“When Sandez left my cabin to go on his way south, the weather having cleared, I decided to take up his back trail in hope of finding some trace of his partner, and thus getting a possible clue to the location of the mine. So I started out one clear, cold day, with my dog for guide and company.
“I knew the general direction that the two partners traveled, for their trail was not lost until they had gone some twenty miles northwest of my cabin. I made fast time over the frozen snow on my skis, until by noon I had covered nigh onto fifteen miles. The dog was trotting along ahead of me when suddenly he disappeared into a deep gulch.
“In a second or two he set up a howl long-drawn-out and I knew then that he had found the quarry. I discovered the body of the man under some thick bushes at the bottom of the gulch. He had not been frozen to death either, for there was a slit in his back, where the knife had been driven.

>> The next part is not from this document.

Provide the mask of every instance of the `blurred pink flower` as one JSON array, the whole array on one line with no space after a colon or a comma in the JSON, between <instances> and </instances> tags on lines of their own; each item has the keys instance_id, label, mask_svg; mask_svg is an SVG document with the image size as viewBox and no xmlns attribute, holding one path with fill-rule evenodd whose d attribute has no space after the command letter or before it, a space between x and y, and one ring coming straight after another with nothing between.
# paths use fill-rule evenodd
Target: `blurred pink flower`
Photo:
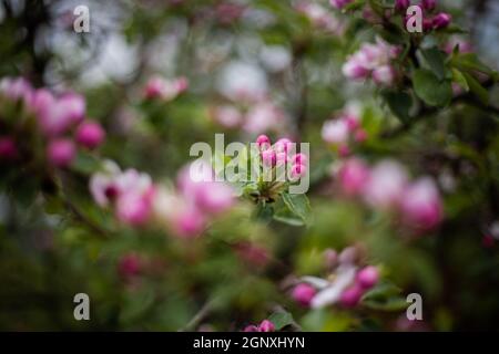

“No wonder that I had found it hard to ask the Señor Sandez what had become of his partner. Here was the answer. It was evident that this deed of treachery had been the end of a bitter quarrel, perhaps over the division of the wealth or some other matter of dispute. I always felt that there was more back of it than appeared on the surface. I found nothing to establish the identity of the dead man, neither his name nor his place of residence.
“I did find, however, in an inner pocket the picture of a rather pretty Spanish woman, and on the back of it was drawn a diagram showing a certain part of the mountain. I instantly jumped to the conclusion that it was the clue to the Lost Mine. I spent several months thereafter trying to locate the place. I got most of the way by the map and then I came to a mark that fooled me completely, and I lost the trail.”
“What did you do with that diagram, Jeems?” asked Jim intently.
“I kept it back of a rock in the chimney of my cabin, and it’s there yet for all I know.”
“Unless the mountain rats have chewed it up,” remarked Tom gloomily.